Sam asked, “What’s your first impression when you look around?”
“I don’t know. It seems, tidy…”
“Maybe the monster or the person, or whatever the hell we’re dealing with here, got bored and tried to keep himself occupied by tidying up and…”
“What?” She laughed. “Teaching itself to read in Japanese?”
“Hey, why not?” Sam asked. “It’s no crazier than assuming a monster could already read in English.”
That brought her out of whatever daze she might have wandered into. “What the hell are we dealing with here, Sam? I mean, whatever this is, it’s not human. You’ve seen the footage of the 2011 tsunami. Those waves were thirty feet high, and carrying enough energy to devour five story buildings.”

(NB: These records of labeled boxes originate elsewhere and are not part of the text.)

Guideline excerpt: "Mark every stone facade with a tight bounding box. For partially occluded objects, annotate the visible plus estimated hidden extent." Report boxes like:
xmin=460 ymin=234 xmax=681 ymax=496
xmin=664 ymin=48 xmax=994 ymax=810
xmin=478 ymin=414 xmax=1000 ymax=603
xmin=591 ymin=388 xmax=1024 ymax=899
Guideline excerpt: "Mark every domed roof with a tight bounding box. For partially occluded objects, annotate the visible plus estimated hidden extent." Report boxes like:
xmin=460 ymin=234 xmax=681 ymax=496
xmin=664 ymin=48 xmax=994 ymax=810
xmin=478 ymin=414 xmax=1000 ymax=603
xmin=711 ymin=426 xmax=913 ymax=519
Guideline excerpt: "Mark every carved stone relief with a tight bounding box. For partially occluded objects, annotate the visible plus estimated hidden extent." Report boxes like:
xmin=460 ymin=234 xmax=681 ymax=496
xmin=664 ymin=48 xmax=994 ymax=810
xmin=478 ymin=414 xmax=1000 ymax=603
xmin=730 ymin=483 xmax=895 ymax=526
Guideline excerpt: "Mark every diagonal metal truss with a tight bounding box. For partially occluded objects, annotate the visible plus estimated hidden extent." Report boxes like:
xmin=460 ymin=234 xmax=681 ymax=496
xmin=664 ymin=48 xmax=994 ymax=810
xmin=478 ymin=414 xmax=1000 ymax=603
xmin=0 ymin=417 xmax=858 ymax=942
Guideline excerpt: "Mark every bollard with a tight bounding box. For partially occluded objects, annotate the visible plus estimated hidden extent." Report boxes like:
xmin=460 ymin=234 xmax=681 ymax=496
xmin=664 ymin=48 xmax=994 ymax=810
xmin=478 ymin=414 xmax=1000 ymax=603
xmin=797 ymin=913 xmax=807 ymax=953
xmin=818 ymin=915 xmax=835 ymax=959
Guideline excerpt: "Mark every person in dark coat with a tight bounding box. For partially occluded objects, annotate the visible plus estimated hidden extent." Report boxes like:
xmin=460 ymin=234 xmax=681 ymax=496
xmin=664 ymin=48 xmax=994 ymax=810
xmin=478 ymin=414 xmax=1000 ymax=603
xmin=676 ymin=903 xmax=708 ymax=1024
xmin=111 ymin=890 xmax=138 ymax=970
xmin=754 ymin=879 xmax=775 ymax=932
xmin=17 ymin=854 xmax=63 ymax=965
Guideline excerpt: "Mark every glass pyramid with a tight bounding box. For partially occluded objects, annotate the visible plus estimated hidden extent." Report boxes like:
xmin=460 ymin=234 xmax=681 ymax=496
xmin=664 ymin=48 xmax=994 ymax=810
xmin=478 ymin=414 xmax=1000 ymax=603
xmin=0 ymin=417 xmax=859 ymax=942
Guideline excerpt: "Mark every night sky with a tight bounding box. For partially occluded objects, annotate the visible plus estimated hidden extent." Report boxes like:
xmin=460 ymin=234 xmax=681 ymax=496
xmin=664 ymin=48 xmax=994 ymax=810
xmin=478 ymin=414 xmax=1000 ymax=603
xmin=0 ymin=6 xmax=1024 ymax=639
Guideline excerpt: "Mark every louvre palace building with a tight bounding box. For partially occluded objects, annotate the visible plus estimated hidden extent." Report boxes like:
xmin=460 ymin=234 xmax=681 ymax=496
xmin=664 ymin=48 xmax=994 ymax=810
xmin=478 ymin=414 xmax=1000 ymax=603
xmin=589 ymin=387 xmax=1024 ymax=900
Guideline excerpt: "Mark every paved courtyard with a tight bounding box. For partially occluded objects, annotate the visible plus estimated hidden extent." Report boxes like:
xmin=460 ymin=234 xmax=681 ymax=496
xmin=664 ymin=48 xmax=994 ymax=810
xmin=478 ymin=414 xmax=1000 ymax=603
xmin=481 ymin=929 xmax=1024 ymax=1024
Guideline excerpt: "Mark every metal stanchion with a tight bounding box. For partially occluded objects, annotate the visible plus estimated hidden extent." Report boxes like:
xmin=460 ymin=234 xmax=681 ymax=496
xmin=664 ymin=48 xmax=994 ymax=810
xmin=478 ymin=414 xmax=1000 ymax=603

Sam’s eyes narrowed. “What are you saying?”
“I’m saying, if this wasn’t human, what the hell are we dealing with?”
Sam shrugged. “I have no idea.”
A large, watertight door prevented passage to the aft section of the ship. Sam tracked the beam of his flashlight along the port side of the hull. The recreational room had two forward passageways open. Sam took the portside.
He glanced at Guinevere. “You want to take the starboard side?”

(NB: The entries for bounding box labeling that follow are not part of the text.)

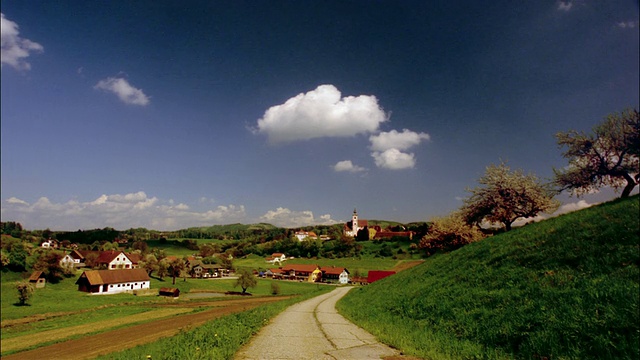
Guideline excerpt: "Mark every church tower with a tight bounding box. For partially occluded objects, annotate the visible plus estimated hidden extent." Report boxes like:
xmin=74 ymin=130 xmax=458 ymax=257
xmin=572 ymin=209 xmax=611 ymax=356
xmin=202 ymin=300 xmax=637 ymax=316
xmin=351 ymin=209 xmax=358 ymax=236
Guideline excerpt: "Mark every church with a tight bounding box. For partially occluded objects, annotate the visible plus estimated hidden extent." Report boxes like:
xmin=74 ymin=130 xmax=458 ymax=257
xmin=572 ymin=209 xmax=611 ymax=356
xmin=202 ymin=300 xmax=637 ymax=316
xmin=343 ymin=209 xmax=369 ymax=237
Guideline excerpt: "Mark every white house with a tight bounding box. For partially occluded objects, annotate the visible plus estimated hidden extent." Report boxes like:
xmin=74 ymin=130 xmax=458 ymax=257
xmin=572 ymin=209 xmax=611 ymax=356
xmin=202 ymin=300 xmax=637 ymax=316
xmin=265 ymin=253 xmax=287 ymax=264
xmin=76 ymin=269 xmax=151 ymax=295
xmin=60 ymin=254 xmax=76 ymax=268
xmin=295 ymin=231 xmax=318 ymax=241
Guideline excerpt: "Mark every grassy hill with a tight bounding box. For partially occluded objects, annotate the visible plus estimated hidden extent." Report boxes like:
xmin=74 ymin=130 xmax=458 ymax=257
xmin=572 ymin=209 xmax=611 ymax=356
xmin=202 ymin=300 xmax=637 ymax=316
xmin=338 ymin=196 xmax=640 ymax=359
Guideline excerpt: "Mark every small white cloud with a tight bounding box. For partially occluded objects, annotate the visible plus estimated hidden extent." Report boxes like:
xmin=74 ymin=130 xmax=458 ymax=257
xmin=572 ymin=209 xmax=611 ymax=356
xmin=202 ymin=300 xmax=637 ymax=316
xmin=260 ymin=207 xmax=338 ymax=228
xmin=513 ymin=200 xmax=598 ymax=226
xmin=255 ymin=85 xmax=387 ymax=143
xmin=618 ymin=21 xmax=638 ymax=29
xmin=333 ymin=160 xmax=367 ymax=173
xmin=0 ymin=14 xmax=44 ymax=70
xmin=7 ymin=197 xmax=29 ymax=206
xmin=558 ymin=1 xmax=573 ymax=11
xmin=369 ymin=129 xmax=430 ymax=151
xmin=371 ymin=149 xmax=416 ymax=170
xmin=369 ymin=129 xmax=430 ymax=170
xmin=94 ymin=78 xmax=149 ymax=106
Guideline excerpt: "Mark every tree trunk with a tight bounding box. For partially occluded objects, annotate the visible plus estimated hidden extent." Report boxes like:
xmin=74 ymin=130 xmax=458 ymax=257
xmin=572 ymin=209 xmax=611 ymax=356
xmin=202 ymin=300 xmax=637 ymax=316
xmin=620 ymin=173 xmax=638 ymax=198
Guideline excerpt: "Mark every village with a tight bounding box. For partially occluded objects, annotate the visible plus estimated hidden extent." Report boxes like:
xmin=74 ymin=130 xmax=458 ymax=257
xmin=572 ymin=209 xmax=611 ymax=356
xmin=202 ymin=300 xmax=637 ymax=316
xmin=22 ymin=209 xmax=402 ymax=297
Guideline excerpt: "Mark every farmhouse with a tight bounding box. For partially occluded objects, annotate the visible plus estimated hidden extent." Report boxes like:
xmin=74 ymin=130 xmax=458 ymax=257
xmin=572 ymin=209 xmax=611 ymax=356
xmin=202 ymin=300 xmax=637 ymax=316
xmin=189 ymin=260 xmax=222 ymax=278
xmin=76 ymin=269 xmax=151 ymax=295
xmin=295 ymin=231 xmax=318 ymax=241
xmin=77 ymin=250 xmax=140 ymax=270
xmin=265 ymin=253 xmax=287 ymax=264
xmin=29 ymin=271 xmax=47 ymax=289
xmin=282 ymin=264 xmax=322 ymax=282
xmin=320 ymin=266 xmax=349 ymax=284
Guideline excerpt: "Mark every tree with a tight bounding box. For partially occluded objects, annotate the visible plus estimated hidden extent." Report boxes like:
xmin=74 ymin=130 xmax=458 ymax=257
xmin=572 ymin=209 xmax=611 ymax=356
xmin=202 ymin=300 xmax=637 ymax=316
xmin=33 ymin=251 xmax=65 ymax=284
xmin=169 ymin=259 xmax=187 ymax=285
xmin=418 ymin=211 xmax=484 ymax=255
xmin=553 ymin=109 xmax=640 ymax=198
xmin=461 ymin=163 xmax=560 ymax=231
xmin=139 ymin=254 xmax=158 ymax=276
xmin=156 ymin=259 xmax=170 ymax=284
xmin=16 ymin=281 xmax=33 ymax=306
xmin=233 ymin=269 xmax=258 ymax=294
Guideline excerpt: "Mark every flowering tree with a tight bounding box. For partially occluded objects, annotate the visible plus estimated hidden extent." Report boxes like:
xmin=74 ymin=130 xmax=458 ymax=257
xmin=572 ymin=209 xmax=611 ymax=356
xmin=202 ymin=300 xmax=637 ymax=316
xmin=554 ymin=109 xmax=640 ymax=197
xmin=418 ymin=211 xmax=484 ymax=254
xmin=460 ymin=163 xmax=560 ymax=231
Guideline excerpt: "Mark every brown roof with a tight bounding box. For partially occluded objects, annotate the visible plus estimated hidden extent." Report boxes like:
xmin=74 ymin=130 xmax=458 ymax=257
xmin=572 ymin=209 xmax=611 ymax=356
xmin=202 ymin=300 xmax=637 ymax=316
xmin=125 ymin=253 xmax=142 ymax=264
xmin=320 ymin=266 xmax=349 ymax=275
xmin=76 ymin=269 xmax=150 ymax=285
xmin=282 ymin=264 xmax=318 ymax=273
xmin=29 ymin=271 xmax=44 ymax=281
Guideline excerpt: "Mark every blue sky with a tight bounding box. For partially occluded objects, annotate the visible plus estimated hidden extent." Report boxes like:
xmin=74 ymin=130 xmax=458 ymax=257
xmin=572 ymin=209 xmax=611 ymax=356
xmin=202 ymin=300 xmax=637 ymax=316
xmin=1 ymin=0 xmax=640 ymax=230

“Without you?” She grinned. “Hell no! I think I’ll keep you company.”
“That’s fair enough.”
Sam continued forward. He spotted a series of small sleeping quarters. One of the perks of a large fishing trawler was the increase in space over smaller vessels. This one was large enough to offer multiple sleeping quarters for its crew.

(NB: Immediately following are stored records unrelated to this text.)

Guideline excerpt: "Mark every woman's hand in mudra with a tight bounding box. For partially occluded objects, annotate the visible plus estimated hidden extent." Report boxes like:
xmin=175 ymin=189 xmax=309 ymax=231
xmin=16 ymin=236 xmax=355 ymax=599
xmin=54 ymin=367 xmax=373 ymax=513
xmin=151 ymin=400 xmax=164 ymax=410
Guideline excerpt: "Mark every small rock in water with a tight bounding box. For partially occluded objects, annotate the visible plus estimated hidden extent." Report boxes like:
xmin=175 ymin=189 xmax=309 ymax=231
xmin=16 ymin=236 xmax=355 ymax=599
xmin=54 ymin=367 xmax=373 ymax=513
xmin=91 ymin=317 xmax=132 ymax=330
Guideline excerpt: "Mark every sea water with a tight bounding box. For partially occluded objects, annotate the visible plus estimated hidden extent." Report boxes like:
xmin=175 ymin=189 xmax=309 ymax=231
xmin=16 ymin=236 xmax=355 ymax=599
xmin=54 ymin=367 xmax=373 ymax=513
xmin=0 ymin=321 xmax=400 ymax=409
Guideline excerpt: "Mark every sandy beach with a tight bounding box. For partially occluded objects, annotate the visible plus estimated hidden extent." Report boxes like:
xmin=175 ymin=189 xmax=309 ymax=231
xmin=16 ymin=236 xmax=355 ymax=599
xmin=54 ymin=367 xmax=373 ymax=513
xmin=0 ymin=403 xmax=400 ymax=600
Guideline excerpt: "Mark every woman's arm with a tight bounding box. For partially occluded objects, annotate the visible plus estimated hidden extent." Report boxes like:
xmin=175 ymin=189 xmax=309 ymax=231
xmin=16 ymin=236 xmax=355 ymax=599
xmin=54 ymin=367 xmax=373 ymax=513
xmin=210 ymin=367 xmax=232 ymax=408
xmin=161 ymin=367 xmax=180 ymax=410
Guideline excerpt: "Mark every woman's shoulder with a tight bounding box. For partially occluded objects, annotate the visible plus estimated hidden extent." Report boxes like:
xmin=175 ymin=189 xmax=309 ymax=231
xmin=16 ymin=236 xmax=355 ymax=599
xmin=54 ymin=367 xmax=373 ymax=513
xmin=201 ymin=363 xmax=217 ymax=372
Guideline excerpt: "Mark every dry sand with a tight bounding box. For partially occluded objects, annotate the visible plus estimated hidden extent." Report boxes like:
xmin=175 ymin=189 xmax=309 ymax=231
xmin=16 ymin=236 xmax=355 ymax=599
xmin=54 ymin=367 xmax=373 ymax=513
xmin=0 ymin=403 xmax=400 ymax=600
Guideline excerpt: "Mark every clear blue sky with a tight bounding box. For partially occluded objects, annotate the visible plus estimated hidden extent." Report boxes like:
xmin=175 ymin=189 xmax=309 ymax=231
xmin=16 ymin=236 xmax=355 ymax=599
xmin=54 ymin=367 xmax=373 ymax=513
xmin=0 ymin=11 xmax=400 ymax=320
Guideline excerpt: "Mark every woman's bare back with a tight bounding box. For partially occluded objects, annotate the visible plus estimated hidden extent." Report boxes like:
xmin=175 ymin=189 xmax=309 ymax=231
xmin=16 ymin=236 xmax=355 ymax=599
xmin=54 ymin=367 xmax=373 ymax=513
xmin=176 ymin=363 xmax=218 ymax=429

He shined the flashlight inside the first one.
It was clean, the bed was made, but looked like it hadn’t been slept in for years. Sam stared at the bed a moment longer and stopped. He reached down and pulled on the sheets.
Guinevere’s lips twisted into a wry smile. “What? You’re checking on the quality of their bed making skills now?”
“No.” Sam sighed and shook his head. “Look at this. Someone made this bed. But I bet you a hundred dollars whoever that person was, it sure as heck wasn’t some fisherman living out at sea.”
“Why not?”
“The people working on this ship were all fishermen. Judging by the size of the ship, they would have gone out to sea for a number of weeks, filled up their live fish holds to meet their quota, and then returned to their families. Those sorts of people are unlikely to want to have their beds perfect.”
Guinevere shrugged. “So what? Who’s to say there weren’t any women on board? Besides, even if there were, who’s to say that the men didn’t just like to have clean sheets and a well-made bed?”
“First of all, you told me that your brother mentioned he felt like he was a bachelor again, living on a fishing trawler with a bunch of Japanese men away from their families.” Sam pulled at the edge of the bed. “And secondly, those are hospital corners. They use them in the military and in hospitals all around the world. There’s no way anyone casually did that.”